Hi guys,
I have a dataset with 15 columns and 1.82 million columns. The data ranges from 01-01-2003 00:00:01 to 31-12-2015 11:59:59. This is the format of the date column RStudio shows when read that info.csv file. Howevet, I want to data from 01-01-2010 00:00:01 to the end. I've read the info.csv as data<-read.csv('info.csv').
The column name is Date.
Now, how can I read the data within the date range to another dataframe?
You could copy the pre-2010 records into a new data frame and then remove those from the original data frame. Here's an example on a toy data set. I'm assuming that your date column is formatted as a datetime.

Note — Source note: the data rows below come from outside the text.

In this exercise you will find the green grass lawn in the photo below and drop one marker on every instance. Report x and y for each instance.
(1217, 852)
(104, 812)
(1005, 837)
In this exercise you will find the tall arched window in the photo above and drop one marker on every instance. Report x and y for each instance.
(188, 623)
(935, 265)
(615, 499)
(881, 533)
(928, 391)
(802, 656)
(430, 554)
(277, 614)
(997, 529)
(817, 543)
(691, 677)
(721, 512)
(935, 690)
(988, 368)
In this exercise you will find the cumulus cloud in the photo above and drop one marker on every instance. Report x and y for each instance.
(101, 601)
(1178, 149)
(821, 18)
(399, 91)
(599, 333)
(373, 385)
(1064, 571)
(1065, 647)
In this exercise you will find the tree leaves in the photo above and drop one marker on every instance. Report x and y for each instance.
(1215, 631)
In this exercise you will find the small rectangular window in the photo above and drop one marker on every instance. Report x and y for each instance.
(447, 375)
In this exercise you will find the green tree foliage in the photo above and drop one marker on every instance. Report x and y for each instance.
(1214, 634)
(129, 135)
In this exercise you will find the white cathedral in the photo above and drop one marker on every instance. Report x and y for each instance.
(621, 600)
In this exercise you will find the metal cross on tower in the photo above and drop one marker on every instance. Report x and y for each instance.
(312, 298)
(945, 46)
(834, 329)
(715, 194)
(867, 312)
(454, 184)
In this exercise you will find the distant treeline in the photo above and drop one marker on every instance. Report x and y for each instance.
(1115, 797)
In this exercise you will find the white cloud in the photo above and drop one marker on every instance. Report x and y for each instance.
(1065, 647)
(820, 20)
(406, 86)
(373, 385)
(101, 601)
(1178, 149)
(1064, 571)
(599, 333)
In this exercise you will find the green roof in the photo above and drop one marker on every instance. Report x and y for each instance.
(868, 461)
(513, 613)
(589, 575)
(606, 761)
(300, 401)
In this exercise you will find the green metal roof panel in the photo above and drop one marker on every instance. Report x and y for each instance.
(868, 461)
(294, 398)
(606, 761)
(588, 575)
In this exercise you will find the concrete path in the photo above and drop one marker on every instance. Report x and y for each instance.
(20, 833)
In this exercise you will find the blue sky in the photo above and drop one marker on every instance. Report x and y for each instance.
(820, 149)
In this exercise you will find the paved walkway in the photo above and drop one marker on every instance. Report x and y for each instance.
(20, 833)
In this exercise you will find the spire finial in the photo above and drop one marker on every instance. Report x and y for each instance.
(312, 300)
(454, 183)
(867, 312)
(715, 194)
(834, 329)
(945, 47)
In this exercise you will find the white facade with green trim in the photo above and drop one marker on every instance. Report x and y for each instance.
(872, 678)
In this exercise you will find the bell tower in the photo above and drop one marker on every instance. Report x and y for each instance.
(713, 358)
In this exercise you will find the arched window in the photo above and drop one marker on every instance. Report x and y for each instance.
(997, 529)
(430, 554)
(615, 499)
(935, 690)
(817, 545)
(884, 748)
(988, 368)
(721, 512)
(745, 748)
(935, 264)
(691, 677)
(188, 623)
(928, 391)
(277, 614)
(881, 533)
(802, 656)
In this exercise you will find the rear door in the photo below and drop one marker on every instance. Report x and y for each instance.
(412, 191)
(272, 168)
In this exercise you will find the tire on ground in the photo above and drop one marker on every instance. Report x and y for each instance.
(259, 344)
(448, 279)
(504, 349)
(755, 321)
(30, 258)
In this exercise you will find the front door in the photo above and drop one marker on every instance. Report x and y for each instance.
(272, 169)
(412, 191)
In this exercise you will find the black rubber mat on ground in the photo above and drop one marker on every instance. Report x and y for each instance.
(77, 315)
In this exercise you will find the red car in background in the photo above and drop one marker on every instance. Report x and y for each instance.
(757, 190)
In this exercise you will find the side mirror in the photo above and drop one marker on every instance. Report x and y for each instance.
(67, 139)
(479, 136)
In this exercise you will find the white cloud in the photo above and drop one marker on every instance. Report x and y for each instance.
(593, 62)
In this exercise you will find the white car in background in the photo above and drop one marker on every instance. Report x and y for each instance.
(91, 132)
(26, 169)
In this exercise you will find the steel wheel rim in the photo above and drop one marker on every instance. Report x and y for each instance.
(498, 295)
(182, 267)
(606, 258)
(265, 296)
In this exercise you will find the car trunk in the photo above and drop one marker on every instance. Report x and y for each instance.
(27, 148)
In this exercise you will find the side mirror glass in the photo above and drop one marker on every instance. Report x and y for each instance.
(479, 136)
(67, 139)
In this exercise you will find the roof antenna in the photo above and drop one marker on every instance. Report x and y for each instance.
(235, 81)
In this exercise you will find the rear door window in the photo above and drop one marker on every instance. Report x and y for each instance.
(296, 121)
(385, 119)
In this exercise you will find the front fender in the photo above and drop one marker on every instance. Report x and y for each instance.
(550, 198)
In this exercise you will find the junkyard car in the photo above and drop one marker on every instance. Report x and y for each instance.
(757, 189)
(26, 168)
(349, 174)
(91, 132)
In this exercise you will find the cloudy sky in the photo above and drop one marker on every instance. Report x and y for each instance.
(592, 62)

library(dplyr, warn.conflicts = FALSE)
library(lubridate, warn.conflicts = FALSE)
data <- tibble(date = dmy_hms("01-01-2003 00:00:01",
"01-01-2007 00:00:01",
"31-12-2009 11:59:59",
"01-01-2010 00:00:01",
"31-12-2015 11:59:59"))
# Copy records before 2010 to a new tibble.
pre_2010 <- filter(data, date < dmy_hms("01-01-2010 00:00:01"))
print(pre_2010)
#> # A tibble: 3 x 1
#> date
#> <dttm>
#> 1 2003-01-01 00:00:01
#> 2 2007-01-01 00:00:01
#> 3 2009-12-31 11:59:59
# Filter the original tibble to remove the pre-2010 entries.
data <- filter(data, date >= dmy_hms("01-01-2010 00:00:01"))
print(data)
#> # A tibble: 2 x 1
#> date
#> <dttm>
#> 1 2010-01-01 00:00:01
#> 2 2015-12-31 11:59:59
Also, note that that with this code, any observations with a timestamp of exactly 31-12-2009 11:59:59 will not be included. If you want to include them, replace < with <=.